Bitcoin (BTC) and other digital assets have been making the headlines in recent months, polarising the investment community with an equal number of strong advocates and fierce critics (even within the same financial institution or research house). Moreover, valid analysis, backed by in-depth research, is mixed up with ideological, poorly researched conclusions both for and against the theme. We have decided to look at both sides of the same (Bit)coin to extract the investment thesis behind this new asset class. Each part of this Edison Explains series looks at one feature of BTC and the broader cryptocurrency landscape (broadly referred to as ‘altcoins’). We conclude by summarizing our subjective view on how positive or negative we believe the feature is for BTC’s investment thesis.

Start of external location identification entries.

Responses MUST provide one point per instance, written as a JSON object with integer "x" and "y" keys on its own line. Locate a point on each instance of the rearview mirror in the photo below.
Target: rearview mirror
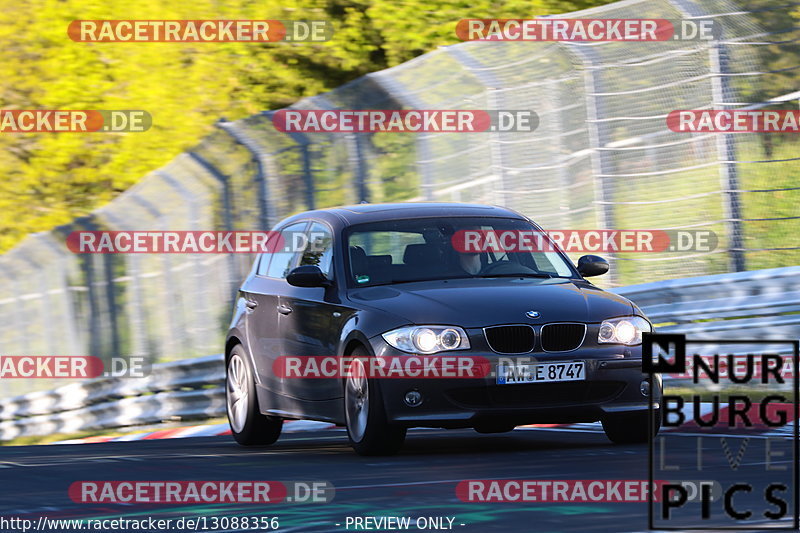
{"x": 592, "y": 265}
{"x": 307, "y": 276}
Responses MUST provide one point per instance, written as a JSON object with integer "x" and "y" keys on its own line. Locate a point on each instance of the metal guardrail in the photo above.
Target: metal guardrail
{"x": 761, "y": 304}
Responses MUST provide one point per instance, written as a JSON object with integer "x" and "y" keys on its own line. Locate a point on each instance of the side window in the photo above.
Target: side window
{"x": 319, "y": 250}
{"x": 283, "y": 260}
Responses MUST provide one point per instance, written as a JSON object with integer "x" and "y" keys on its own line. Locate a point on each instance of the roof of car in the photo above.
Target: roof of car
{"x": 359, "y": 213}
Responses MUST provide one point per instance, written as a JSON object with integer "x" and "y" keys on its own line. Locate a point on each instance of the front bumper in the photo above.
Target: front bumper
{"x": 613, "y": 384}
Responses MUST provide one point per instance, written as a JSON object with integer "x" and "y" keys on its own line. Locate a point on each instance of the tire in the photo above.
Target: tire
{"x": 248, "y": 425}
{"x": 630, "y": 428}
{"x": 368, "y": 430}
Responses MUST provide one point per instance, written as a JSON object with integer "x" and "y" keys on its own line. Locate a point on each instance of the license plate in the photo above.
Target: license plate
{"x": 541, "y": 372}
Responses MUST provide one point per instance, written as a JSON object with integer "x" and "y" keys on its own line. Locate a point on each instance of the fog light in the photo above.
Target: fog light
{"x": 413, "y": 398}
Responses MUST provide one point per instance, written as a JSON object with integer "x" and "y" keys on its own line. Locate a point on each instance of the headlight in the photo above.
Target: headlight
{"x": 624, "y": 330}
{"x": 427, "y": 339}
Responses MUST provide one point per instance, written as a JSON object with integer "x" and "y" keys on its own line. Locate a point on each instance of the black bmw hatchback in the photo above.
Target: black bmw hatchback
{"x": 374, "y": 317}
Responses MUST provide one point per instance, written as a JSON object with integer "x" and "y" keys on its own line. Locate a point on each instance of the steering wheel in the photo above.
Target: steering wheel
{"x": 505, "y": 267}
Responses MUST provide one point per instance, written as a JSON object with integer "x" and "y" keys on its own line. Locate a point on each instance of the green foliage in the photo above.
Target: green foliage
{"x": 48, "y": 179}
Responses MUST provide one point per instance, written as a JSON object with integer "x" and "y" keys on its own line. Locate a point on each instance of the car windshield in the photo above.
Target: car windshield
{"x": 422, "y": 249}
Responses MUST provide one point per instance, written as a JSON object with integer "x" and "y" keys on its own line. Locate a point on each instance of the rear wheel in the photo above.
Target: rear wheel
{"x": 368, "y": 430}
{"x": 247, "y": 423}
{"x": 631, "y": 428}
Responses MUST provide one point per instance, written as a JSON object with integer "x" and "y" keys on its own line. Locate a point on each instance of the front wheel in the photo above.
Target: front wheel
{"x": 631, "y": 428}
{"x": 248, "y": 425}
{"x": 368, "y": 430}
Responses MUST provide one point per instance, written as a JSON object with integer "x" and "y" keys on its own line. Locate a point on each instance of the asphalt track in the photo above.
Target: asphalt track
{"x": 420, "y": 481}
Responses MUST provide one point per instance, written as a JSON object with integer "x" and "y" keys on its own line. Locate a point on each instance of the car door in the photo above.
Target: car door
{"x": 263, "y": 292}
{"x": 311, "y": 316}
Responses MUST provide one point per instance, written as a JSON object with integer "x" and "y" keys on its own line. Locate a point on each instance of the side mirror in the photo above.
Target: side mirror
{"x": 307, "y": 276}
{"x": 592, "y": 265}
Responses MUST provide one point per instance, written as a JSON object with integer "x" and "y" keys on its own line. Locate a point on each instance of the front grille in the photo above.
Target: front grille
{"x": 537, "y": 395}
{"x": 510, "y": 339}
{"x": 562, "y": 337}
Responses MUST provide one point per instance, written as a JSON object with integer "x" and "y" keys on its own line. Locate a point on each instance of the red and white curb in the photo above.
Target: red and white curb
{"x": 294, "y": 426}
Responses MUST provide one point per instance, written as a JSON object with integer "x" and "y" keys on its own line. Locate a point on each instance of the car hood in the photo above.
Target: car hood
{"x": 484, "y": 302}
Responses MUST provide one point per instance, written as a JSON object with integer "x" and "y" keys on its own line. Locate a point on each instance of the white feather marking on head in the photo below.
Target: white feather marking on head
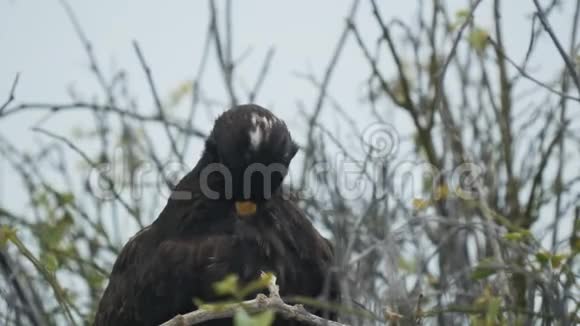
{"x": 261, "y": 128}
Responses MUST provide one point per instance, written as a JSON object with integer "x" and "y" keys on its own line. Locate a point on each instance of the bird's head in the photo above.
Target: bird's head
{"x": 252, "y": 149}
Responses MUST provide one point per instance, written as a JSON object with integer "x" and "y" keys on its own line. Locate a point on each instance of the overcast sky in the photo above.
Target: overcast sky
{"x": 37, "y": 40}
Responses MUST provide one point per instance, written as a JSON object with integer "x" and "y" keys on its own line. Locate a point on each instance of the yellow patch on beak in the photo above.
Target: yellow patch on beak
{"x": 245, "y": 208}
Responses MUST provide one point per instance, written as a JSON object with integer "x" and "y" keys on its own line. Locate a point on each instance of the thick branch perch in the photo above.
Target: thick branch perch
{"x": 259, "y": 304}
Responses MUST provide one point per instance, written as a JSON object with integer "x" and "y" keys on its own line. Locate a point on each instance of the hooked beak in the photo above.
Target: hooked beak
{"x": 245, "y": 208}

Several reasons for BTC’s high volatility
Cryptocurrencies (including BTC) are a highly volatile asset class: daily price movements reaching high-single digit percentage levels are quite frequent and daily changes of +/- 10–20% are also not uncommon. The average monthly BTC return in US dollars over the last five years is c 10%, while the standard deviation of monthly returns is c 25%. This may be due to a combination of several factors. First, it is worth pointing out that only c 20% of circulating BTC supply is being actively traded (see Glassnode or Chainalysis for details). Moreover, liquidity is dispersed across multiple trading venues (centralised and decentralised exchanges as well as OTC markets). Second, unlike traditional trading venues there are no ‘circuit breakers’ on crypto exchanges. Third, volatility is elevated due to the high level of activity of speculative retail investors (given the early stages of institutional adoption) who often use excessive leverage. Finally, BTC is difficult to value, with no broadly accepted valuation method.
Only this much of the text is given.